Skilled developers build muscle memory and navigate the terminal effortlessly, instantly recalling commands and aliases. But what if we could make things.. a lot less precise?
Introducing Talk To Your Terminal - a new, wildly unpredictable way to interact with your computer. Using your voice, you can finally express joy and frustration at your terminal in a natural manner.
2025-05-06_ttyt.mov
You'll need:
- A DeepGram API key for speech-to-text. Deepgram provides 200 USD of free credits, which is enough for many hours of work.
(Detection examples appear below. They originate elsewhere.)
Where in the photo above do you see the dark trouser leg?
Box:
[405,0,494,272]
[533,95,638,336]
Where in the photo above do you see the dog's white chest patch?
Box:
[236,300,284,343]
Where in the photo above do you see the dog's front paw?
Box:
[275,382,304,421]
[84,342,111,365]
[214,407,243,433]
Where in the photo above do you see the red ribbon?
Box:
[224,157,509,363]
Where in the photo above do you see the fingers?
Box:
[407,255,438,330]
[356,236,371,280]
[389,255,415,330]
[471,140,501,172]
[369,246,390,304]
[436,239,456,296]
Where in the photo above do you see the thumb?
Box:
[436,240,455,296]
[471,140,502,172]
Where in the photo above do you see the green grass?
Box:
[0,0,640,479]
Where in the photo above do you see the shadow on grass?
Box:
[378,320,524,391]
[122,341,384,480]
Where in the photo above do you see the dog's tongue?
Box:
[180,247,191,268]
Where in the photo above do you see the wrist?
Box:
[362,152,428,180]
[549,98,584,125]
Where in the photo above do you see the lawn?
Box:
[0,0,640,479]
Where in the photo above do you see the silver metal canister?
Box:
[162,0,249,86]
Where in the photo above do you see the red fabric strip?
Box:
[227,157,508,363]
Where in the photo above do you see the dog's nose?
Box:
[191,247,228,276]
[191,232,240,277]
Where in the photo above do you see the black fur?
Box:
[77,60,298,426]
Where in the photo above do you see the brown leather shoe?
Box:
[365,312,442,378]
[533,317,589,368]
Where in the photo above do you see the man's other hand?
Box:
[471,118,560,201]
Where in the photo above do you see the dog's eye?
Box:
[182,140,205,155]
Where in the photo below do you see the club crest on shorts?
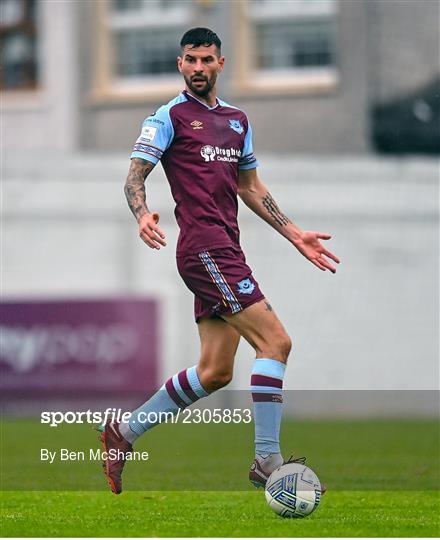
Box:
[229,120,244,135]
[237,278,255,294]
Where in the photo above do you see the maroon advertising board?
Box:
[0,299,159,397]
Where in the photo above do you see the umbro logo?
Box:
[191,120,203,129]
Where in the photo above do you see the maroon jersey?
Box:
[131,91,258,257]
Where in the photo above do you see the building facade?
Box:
[0,0,439,155]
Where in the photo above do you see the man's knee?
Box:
[199,367,232,392]
[255,331,292,364]
[281,334,292,362]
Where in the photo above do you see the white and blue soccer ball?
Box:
[265,463,322,518]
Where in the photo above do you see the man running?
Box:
[101,28,339,493]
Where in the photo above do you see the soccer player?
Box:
[101,28,339,493]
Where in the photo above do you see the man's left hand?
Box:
[294,231,340,274]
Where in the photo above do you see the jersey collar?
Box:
[182,90,220,111]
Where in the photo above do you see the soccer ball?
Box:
[265,463,322,518]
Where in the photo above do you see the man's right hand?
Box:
[138,212,167,249]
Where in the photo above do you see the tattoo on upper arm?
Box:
[262,193,292,227]
[124,158,154,219]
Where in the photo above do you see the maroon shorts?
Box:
[177,247,264,322]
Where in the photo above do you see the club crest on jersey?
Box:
[200,144,215,162]
[229,120,244,135]
[191,120,203,129]
[237,278,255,294]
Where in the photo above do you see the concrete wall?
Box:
[365,0,440,102]
[3,155,439,402]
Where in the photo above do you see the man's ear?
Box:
[218,56,225,73]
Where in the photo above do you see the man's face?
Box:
[177,45,225,97]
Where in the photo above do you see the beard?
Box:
[184,75,217,97]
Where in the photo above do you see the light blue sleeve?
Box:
[130,105,174,164]
[238,120,259,171]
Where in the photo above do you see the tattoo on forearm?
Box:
[262,193,292,227]
[124,158,154,219]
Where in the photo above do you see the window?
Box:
[251,0,336,71]
[232,0,338,93]
[109,0,191,81]
[0,0,38,90]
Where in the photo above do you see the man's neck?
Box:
[185,86,217,107]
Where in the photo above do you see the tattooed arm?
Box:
[238,169,339,273]
[124,158,166,249]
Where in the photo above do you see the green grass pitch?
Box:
[1,420,440,537]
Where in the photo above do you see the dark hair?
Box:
[180,28,222,55]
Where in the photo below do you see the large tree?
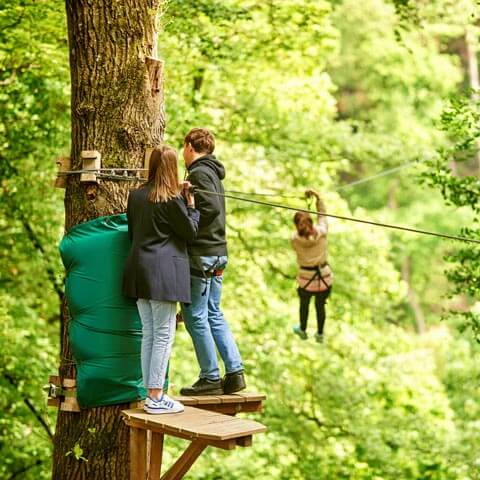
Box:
[53,0,164,480]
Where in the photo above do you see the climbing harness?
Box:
[300,263,330,290]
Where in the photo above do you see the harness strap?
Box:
[300,263,330,290]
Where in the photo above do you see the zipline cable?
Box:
[61,167,480,244]
[225,161,418,199]
[193,188,480,244]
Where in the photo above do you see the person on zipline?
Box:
[180,128,245,395]
[123,146,200,414]
[291,189,333,343]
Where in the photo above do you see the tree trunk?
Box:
[465,25,480,172]
[52,0,164,480]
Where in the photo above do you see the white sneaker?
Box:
[143,393,185,415]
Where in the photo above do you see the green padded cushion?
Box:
[60,214,146,407]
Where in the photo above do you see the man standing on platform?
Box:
[180,128,245,395]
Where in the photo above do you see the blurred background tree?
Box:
[0,0,480,480]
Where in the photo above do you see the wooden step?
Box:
[174,392,266,414]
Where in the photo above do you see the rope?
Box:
[194,188,480,244]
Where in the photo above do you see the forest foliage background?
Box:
[0,0,480,480]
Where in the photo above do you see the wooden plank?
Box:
[235,392,267,402]
[130,428,147,480]
[162,440,207,480]
[124,419,237,450]
[122,406,266,440]
[235,435,252,447]
[148,432,164,480]
[219,395,246,404]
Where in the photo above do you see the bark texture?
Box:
[52,0,165,480]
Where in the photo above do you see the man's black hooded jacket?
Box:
[187,155,227,256]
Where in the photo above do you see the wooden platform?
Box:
[122,393,266,480]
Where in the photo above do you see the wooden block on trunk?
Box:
[53,157,71,188]
[60,397,80,412]
[141,147,153,179]
[80,150,102,183]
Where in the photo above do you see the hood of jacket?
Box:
[187,154,225,180]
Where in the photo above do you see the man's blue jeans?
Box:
[182,256,243,380]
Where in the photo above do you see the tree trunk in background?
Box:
[53,0,164,480]
[402,256,426,335]
[465,25,480,172]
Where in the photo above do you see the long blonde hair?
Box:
[147,145,180,203]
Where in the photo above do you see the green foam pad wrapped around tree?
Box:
[60,215,151,407]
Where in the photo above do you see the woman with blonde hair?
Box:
[123,146,200,414]
[291,189,333,343]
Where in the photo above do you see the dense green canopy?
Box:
[0,0,480,480]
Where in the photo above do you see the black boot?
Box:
[180,378,223,397]
[223,372,247,394]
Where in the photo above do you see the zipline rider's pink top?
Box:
[291,196,333,292]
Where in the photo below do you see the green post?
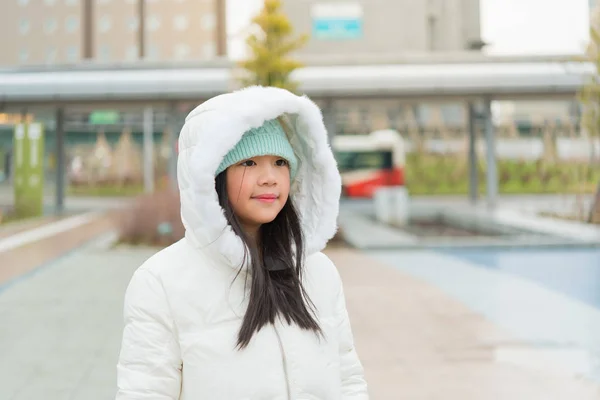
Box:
[13,123,44,218]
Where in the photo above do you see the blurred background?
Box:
[0,0,600,399]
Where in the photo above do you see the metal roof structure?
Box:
[0,61,594,105]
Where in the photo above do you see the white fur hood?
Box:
[177,86,341,267]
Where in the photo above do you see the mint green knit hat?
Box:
[215,119,298,179]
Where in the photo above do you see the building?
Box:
[0,0,227,66]
[284,0,482,57]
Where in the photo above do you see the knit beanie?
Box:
[215,119,298,179]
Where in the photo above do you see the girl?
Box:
[117,86,368,400]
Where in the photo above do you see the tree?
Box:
[578,8,600,223]
[240,0,308,92]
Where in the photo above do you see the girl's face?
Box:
[225,156,290,235]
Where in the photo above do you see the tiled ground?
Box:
[0,241,600,400]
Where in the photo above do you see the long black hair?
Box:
[215,171,322,349]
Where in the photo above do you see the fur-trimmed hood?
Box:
[177,86,341,267]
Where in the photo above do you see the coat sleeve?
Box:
[334,260,369,400]
[116,269,182,400]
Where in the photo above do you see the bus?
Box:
[332,129,406,198]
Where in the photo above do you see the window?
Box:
[202,14,217,31]
[173,15,188,31]
[19,49,29,63]
[19,18,30,35]
[175,43,190,60]
[46,47,56,64]
[99,15,112,33]
[126,46,139,61]
[67,46,79,62]
[127,17,140,32]
[44,18,56,33]
[99,44,110,61]
[65,15,79,33]
[202,42,217,59]
[146,44,160,60]
[148,15,160,31]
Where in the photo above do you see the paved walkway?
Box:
[0,239,600,400]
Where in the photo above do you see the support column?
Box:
[483,98,498,209]
[55,107,67,214]
[144,107,154,193]
[467,102,479,205]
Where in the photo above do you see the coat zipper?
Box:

- PortAudio for (cross-platform) audio playback, also available as Homebrew.
- LM Studio, plus your favorite local model.
pyenvto manage the python version.poetryfor dependency management.
-
Create a venv, and run setup to enter your Deepgram API key:
make create-venv make init -
Run the tests:
make test -
Run the agent:
make run -
Talk to your terminal! We try to safeguard against some destructive commands (e.g. deleting files).
The goal of this project is to learn about voice-based computer use with local (small) models, and see how far current speech models are in this domain.
Although this is not a serious contender in the race for computer use agents, there are some genuine use cases for voice-control:
- Voice provides a communication channel that does not interfere with keyboard and mouse usage. You can simultaneously talk and type.
- If you are completely unfamiliar with shell or bash, a natural language interface can show you the commands to run. Of course, you could just use the keyboard here.
- If you have a visual impairment, audio becomes the main way to read the screen. There are much better ways to use audio, such as the excellent NVDA screen reader.